The fourth factor is the misuse of religion in the name of politics. The majority of religious parties in Pakistan, instead of spreading awareness, prefer to use religious sentiments for political mileage. Such parties mobilise their followers on the basis of sectarian fault lines. They thrust the once academic discourse of sectarian and legal divide to the level of popular debate and all this results in mutual hatter and ultimate disbelief of voters over them.

 

The fifth and perhaps the most embarrassing dimension is absence of any national combat policy. Even after ten years of 9/11, unlike many nations of the world, we don’t have any mechanism against terrorism.

 

We lack a coordination body like the Homeland Security Department of the US. So in most cases our different agencies follow policies of their own. The frontline force, the police, are kept uninformed about counterterrorism activities. At the operational level, we still have no coordinated system where intelligence-sharing could be actualised among different law-enforcement and counterterrorism agencies.

 

The last, and perhaps the most cited, dimension is poverty. Poverty, coupled with joblessness, lawlessness and bad governance, results in a situation where terrorist and extremist organisations get maximum benefit and government fails in attaining popular support.

 

Keeping in view all the six dimensions listed above, one could not refute the fact that Pakistan’s number-one problem is terrorism and extremism.
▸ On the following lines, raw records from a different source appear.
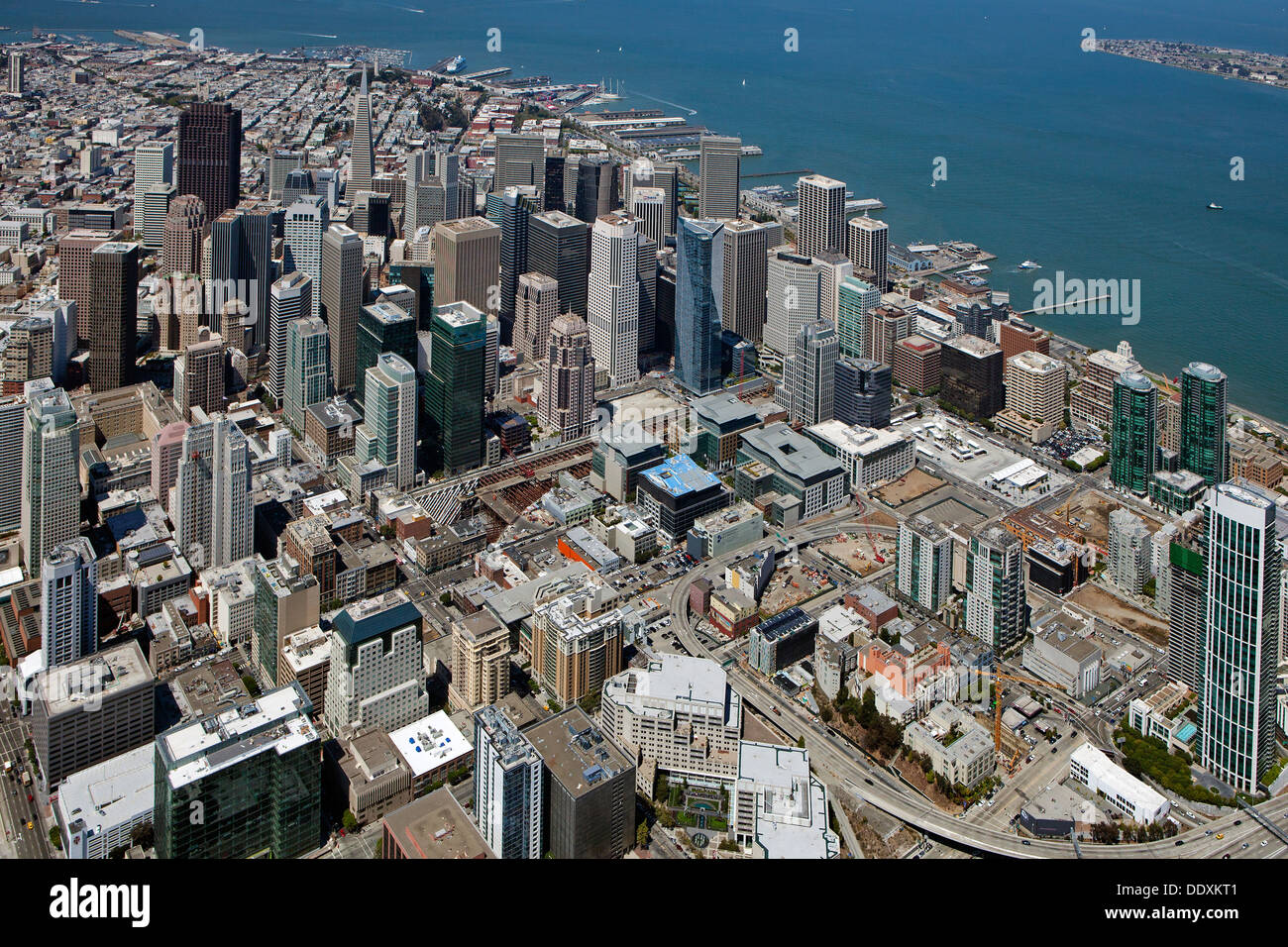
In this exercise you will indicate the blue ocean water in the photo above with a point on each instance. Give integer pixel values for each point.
(1091, 163)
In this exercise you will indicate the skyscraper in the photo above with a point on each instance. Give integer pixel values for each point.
(387, 429)
(925, 564)
(613, 298)
(746, 272)
(114, 331)
(13, 411)
(996, 600)
(1241, 655)
(214, 509)
(855, 299)
(791, 300)
(376, 677)
(75, 274)
(154, 171)
(210, 155)
(185, 228)
(51, 474)
(662, 175)
(198, 376)
(1134, 433)
(342, 294)
(290, 298)
(648, 205)
(809, 373)
(241, 266)
(468, 263)
(257, 768)
(568, 380)
(281, 162)
(507, 787)
(820, 226)
(1203, 421)
(68, 603)
(454, 388)
(698, 286)
(308, 355)
(520, 161)
(518, 205)
(361, 157)
(596, 187)
(558, 247)
(719, 159)
(535, 309)
(304, 227)
(16, 73)
(381, 328)
(868, 244)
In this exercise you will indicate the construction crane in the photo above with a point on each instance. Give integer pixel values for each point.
(863, 518)
(997, 706)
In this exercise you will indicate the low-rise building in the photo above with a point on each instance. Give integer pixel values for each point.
(725, 531)
(781, 641)
(868, 457)
(372, 777)
(1127, 793)
(733, 612)
(1063, 655)
(432, 748)
(99, 806)
(960, 749)
(434, 826)
(780, 808)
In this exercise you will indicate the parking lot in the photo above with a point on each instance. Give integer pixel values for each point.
(974, 455)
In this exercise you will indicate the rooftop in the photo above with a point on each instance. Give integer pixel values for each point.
(430, 742)
(275, 720)
(578, 753)
(434, 826)
(679, 475)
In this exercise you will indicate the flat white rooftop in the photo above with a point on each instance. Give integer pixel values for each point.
(110, 792)
(430, 742)
(270, 722)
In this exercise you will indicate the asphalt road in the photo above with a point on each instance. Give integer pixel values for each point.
(17, 810)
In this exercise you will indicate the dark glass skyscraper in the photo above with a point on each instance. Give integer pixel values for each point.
(559, 247)
(518, 205)
(210, 155)
(698, 286)
(863, 392)
(114, 331)
(1203, 447)
(243, 783)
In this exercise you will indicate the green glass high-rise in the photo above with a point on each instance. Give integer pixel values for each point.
(454, 388)
(382, 328)
(1133, 444)
(1203, 415)
(243, 783)
(855, 299)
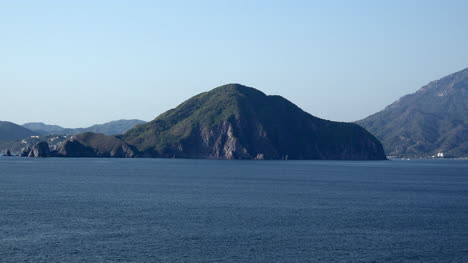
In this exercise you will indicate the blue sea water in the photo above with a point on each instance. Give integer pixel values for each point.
(169, 210)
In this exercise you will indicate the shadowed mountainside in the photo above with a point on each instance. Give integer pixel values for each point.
(433, 119)
(238, 122)
(10, 131)
(109, 128)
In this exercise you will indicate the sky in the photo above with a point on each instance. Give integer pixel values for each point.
(78, 63)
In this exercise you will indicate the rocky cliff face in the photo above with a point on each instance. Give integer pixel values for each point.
(238, 122)
(40, 149)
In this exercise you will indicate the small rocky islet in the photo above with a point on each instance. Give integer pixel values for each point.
(229, 122)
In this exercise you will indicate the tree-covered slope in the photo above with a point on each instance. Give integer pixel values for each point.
(109, 128)
(433, 119)
(11, 132)
(238, 122)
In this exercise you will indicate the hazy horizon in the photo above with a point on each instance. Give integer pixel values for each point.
(79, 64)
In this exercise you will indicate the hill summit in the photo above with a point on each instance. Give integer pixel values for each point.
(238, 122)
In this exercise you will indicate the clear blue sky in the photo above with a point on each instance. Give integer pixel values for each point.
(76, 63)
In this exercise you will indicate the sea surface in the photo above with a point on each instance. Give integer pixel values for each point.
(170, 210)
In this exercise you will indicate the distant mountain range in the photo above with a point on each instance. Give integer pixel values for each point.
(11, 132)
(432, 120)
(110, 128)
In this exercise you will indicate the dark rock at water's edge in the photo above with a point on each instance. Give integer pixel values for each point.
(238, 122)
(40, 149)
(24, 152)
(94, 145)
(229, 122)
(10, 131)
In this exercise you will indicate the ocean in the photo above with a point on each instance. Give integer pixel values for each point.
(173, 210)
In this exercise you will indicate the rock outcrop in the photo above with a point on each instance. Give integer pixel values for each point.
(238, 122)
(24, 152)
(94, 145)
(40, 149)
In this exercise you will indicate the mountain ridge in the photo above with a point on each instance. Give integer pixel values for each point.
(430, 120)
(238, 122)
(110, 128)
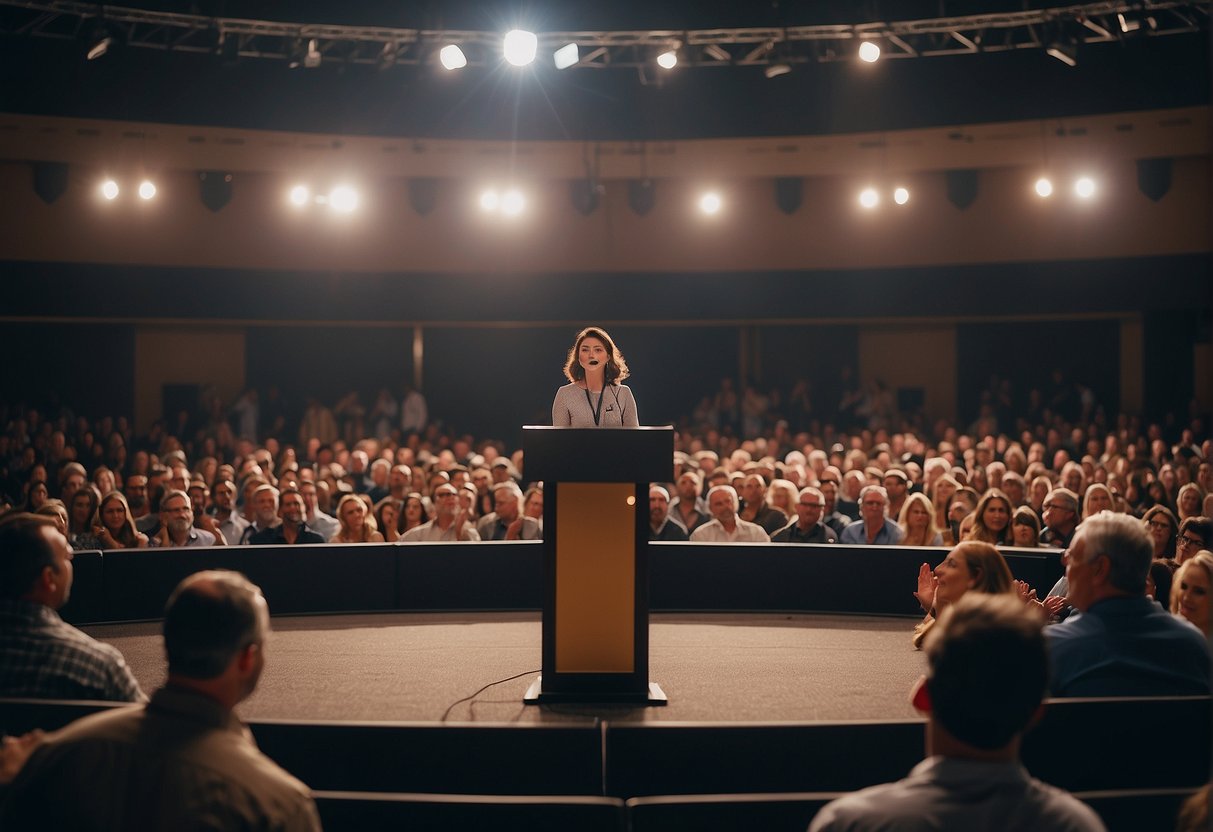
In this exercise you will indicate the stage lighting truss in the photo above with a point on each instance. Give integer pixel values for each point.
(1028, 29)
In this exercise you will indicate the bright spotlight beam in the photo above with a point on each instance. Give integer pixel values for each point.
(453, 57)
(870, 51)
(519, 46)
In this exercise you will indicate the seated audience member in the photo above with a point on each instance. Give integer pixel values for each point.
(291, 528)
(873, 528)
(755, 507)
(177, 523)
(1189, 501)
(262, 507)
(80, 512)
(1162, 525)
(199, 501)
(991, 519)
(1195, 534)
(183, 761)
(1190, 591)
(917, 522)
(450, 522)
(1157, 582)
(114, 526)
(507, 522)
(228, 520)
(986, 676)
(830, 514)
(1060, 516)
(661, 525)
(413, 513)
(1122, 644)
(1025, 529)
(387, 519)
(1097, 499)
(40, 655)
(357, 524)
(807, 528)
(688, 507)
(725, 525)
(971, 565)
(317, 520)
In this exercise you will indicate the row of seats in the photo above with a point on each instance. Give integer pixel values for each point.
(1129, 810)
(131, 585)
(1080, 745)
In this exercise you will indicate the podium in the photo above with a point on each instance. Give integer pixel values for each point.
(596, 535)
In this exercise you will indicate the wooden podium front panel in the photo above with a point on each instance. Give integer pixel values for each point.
(596, 577)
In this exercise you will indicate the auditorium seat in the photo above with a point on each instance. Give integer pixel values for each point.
(362, 811)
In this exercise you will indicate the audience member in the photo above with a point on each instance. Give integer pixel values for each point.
(183, 761)
(873, 528)
(987, 673)
(725, 525)
(291, 528)
(807, 528)
(661, 525)
(40, 655)
(1122, 643)
(507, 522)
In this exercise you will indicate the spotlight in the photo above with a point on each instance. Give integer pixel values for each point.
(312, 58)
(519, 46)
(567, 56)
(512, 203)
(343, 199)
(870, 51)
(1066, 53)
(453, 57)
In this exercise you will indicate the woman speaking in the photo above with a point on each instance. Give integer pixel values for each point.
(594, 395)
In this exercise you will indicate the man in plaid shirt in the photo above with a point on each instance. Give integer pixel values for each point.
(40, 655)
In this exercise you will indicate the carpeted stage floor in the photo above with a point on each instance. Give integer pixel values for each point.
(413, 667)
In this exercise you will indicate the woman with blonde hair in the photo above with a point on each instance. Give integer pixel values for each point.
(1190, 501)
(784, 495)
(357, 523)
(917, 520)
(1190, 591)
(1097, 499)
(972, 565)
(114, 526)
(991, 519)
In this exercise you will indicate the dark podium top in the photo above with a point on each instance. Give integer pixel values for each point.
(598, 455)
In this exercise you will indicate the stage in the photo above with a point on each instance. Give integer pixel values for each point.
(713, 667)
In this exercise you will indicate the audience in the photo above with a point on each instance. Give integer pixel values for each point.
(1121, 643)
(183, 761)
(40, 655)
(987, 673)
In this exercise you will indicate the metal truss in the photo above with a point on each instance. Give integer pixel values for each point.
(779, 49)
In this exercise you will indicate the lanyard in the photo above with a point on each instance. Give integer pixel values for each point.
(597, 414)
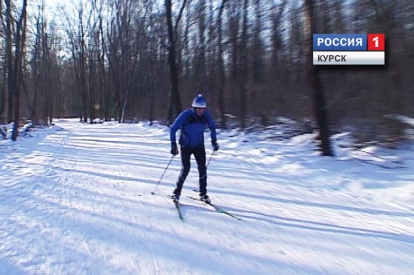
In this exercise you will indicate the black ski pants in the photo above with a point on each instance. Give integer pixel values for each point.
(199, 153)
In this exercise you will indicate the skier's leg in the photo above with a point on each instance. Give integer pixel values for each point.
(186, 164)
(200, 157)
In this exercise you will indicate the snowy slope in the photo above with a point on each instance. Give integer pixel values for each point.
(76, 199)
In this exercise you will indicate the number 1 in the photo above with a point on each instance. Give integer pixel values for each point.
(375, 39)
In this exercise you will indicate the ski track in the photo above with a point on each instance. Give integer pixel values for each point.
(80, 203)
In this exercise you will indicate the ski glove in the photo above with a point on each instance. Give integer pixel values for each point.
(215, 145)
(174, 149)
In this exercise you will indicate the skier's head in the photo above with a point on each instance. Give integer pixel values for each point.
(199, 104)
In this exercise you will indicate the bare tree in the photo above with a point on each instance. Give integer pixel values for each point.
(16, 73)
(175, 98)
(315, 84)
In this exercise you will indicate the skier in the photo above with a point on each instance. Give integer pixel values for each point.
(192, 123)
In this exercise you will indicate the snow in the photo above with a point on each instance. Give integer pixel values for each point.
(76, 199)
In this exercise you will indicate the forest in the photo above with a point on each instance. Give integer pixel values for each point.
(133, 60)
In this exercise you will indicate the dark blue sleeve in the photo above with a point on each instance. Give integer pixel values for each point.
(211, 125)
(179, 121)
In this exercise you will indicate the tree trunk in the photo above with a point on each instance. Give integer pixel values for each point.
(175, 100)
(315, 84)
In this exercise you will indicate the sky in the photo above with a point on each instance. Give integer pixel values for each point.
(77, 199)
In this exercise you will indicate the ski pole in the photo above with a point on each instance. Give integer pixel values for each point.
(208, 162)
(210, 158)
(162, 175)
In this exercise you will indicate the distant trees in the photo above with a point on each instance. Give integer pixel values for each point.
(131, 60)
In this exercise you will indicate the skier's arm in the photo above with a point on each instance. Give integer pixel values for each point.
(212, 126)
(177, 125)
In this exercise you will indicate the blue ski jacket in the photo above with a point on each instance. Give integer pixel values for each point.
(192, 128)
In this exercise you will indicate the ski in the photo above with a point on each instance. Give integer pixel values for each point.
(217, 208)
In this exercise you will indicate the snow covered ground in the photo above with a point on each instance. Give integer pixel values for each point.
(76, 199)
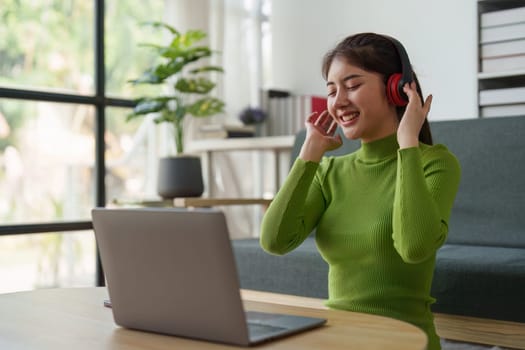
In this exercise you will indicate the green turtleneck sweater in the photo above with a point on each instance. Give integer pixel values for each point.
(380, 215)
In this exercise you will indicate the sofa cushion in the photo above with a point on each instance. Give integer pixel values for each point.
(477, 281)
(488, 209)
(300, 272)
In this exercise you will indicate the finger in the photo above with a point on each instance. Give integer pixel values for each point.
(426, 105)
(410, 90)
(312, 118)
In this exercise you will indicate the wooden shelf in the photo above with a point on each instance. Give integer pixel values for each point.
(212, 202)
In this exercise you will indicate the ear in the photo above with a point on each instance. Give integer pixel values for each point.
(394, 90)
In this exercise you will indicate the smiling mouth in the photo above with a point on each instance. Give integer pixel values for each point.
(349, 117)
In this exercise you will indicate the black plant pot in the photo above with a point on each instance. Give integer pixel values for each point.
(180, 176)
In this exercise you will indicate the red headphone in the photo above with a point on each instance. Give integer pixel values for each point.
(395, 82)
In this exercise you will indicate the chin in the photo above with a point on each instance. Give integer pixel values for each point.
(351, 134)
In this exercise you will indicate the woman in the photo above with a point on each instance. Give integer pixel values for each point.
(381, 212)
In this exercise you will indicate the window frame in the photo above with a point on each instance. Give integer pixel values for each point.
(99, 101)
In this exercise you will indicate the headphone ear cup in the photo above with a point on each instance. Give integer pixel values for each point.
(394, 90)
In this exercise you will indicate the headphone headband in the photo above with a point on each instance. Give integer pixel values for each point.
(398, 80)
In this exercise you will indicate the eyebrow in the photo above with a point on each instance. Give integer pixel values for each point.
(345, 79)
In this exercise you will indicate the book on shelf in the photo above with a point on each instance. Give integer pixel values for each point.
(502, 33)
(502, 96)
(505, 48)
(505, 63)
(503, 110)
(223, 131)
(502, 17)
(287, 112)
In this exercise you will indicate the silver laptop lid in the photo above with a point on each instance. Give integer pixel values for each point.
(171, 271)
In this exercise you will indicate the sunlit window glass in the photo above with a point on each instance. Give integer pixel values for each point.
(47, 45)
(131, 156)
(125, 32)
(46, 161)
(47, 260)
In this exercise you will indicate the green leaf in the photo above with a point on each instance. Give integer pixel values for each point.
(196, 53)
(195, 86)
(206, 107)
(207, 69)
(187, 39)
(146, 106)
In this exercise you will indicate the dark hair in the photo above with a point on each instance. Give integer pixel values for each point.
(374, 53)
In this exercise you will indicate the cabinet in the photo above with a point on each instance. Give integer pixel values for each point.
(501, 53)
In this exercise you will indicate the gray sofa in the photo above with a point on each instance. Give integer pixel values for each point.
(480, 271)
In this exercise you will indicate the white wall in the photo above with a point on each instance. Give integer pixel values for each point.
(439, 35)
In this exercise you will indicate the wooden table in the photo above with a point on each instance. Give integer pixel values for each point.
(75, 319)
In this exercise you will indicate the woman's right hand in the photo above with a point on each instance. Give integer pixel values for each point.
(317, 141)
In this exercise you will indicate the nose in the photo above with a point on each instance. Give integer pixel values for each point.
(340, 99)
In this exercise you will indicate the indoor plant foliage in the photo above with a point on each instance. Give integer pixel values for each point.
(186, 80)
(184, 74)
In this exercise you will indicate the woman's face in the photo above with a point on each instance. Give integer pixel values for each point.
(357, 100)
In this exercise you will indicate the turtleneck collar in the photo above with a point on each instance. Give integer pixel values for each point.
(378, 150)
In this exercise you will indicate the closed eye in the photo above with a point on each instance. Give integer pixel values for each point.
(353, 87)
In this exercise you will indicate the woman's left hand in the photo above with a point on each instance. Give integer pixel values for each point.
(414, 117)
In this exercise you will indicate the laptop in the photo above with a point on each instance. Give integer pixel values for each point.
(172, 271)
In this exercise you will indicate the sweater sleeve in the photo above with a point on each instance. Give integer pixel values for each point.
(294, 211)
(426, 186)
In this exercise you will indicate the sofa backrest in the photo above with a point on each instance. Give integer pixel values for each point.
(490, 205)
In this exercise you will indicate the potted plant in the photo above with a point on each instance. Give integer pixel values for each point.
(185, 78)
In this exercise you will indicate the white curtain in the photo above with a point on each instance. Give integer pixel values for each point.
(234, 29)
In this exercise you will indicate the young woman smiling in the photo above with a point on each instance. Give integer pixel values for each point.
(380, 213)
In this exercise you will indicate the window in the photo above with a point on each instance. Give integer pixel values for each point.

The more logical outcome of such a situation could be the focus of all state organs and the media on this issue.

 

However, what we observe is preparation for new elections in Pakistan. New parties are formed and old chaps from old parties are borrowed. In desperation, old parties are trying everything for their survival. The NRO, the possible exit of some leader or Memogate are discussed in details and with vigour. Mansoor Ijaz publishes a worthless piece in a Western paper, and influences all politicians and the media in no time. The ground realties are grim and serious.